Saprissa y la Liga saldaron con el empate un clásico de emociones, como hace rato no se vivía el duelo más atractivo del futbol tico.
El partido fue todo lo que se esperaba, un pulso entre los dos equipos más tradicionales en un estadio Ricardo Saprissa que rebosó de público y de ánimos.
Los dos técnicos sorprendieron con sus alineaciones: Guimaraes dándole pie al debut en este torneo de Alexánder Robinson y excluyendo a Yeltsin Tejeda de la titular, mientras que Óscar Ramírez se decidió por Kenner Gutiérrez y Jorge Gatgens para suplir sus bajas en la defensiva.
Lo de Guima fue una movida extraña, Robinson no había aparecido ni un solo minuto en los planes del técnico pese a que hace mucho recibió la alta médica, mientras que dejar a Tejeda fuera para incluir a otro inusual como Maykol Ortiz creó incertidumbre en los momentos iniciales.
A final la apuesta le resultó a medias, pues si bien Ortiz aportó una variante interesante en ofensiva, Robinson pasó minutos difíciles en el comienzo.
Pablo Gabas se encargó de sacarle el óxido desde muy temprano al lateral, apenas al minuto 7 el volante manudo le ganó el pique con el que cayó la primera conquista rojinegra en pies de Jonathan McDonald, el nuevo verdugo de los tibaseños.
Sin embargo, esa corrida sería una de sus últimas intervenciones, pues al 22’ Gabas debió abandonar por lesión, un hecho que marcaría un antes y un después anoche.
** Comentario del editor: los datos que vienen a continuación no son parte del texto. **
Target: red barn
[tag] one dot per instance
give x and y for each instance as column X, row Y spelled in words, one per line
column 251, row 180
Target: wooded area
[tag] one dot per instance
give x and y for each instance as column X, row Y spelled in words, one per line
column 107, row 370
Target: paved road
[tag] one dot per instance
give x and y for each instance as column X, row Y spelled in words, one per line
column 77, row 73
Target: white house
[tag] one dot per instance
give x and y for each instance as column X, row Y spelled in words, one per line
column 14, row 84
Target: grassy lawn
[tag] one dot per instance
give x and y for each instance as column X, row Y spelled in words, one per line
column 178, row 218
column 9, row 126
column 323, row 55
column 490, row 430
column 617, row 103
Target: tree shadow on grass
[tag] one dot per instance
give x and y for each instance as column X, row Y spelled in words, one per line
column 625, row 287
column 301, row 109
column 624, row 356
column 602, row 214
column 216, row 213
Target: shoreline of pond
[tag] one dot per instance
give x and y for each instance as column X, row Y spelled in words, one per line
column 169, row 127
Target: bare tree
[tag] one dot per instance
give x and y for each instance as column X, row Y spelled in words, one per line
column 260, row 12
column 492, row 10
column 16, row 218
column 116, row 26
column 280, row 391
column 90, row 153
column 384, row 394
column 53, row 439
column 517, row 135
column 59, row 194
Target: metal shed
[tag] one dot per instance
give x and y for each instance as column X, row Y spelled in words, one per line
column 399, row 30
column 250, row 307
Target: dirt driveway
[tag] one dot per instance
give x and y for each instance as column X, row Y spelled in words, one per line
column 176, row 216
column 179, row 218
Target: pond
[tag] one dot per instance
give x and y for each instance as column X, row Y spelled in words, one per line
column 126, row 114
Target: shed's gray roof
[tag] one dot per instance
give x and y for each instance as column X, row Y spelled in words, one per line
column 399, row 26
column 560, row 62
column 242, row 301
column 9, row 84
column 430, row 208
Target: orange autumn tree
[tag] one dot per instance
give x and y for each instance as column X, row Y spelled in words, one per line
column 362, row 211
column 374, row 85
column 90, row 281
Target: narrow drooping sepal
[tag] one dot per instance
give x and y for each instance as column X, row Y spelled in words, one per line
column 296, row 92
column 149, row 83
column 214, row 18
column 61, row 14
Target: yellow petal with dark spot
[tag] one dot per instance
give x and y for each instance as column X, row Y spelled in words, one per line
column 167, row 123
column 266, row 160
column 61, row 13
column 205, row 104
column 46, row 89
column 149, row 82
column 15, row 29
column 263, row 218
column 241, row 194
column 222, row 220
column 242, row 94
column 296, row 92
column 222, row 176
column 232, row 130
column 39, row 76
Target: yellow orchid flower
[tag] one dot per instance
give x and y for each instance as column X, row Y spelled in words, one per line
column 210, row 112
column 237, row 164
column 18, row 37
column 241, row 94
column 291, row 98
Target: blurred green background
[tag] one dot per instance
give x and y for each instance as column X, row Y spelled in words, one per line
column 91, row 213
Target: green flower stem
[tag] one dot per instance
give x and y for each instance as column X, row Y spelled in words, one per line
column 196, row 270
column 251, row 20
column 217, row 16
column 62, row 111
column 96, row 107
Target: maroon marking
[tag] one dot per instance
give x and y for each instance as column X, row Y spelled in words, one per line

Sin su creativo la Liga se vio desorientada, perdió el camino hacia la parcela rival y dedicó valiosos minutos a replantear estrategias.
Aún así, Saprissa no encontraba la claridad en su juego, aunque poco a poco logró adelantar filas.
Al 36' Vinicio Mena cayó con el teatro de Walter Centeno y decretó la pena máxima que Jairo Arrieta tradujo en anotación al 38'. Lo mejor del duelo estaba por empezar.
Aún así, José Mena puso la cuota de ilusión al 66’ cuando de cabeza colocó arriba a un equipo que se las ingeniaba para salir adelante en medio de la inferioridad.
La alegría duró poco, pues cinco minutos después de nuevo McDonald reavivó las esperanzas manudas con un gol derivado de una confusa jugada en el área morada.
La Liga se sintió con ánimos para sacar el resultado, lo buscó y lo tuvo cerca, pero al final los tibaseños mantuvieron a raya cualquier insinuación rival.
Al final los honores se repartieron, aunque la afición no puede quejarse de un clásico que, después de mucho tiempo, agradó.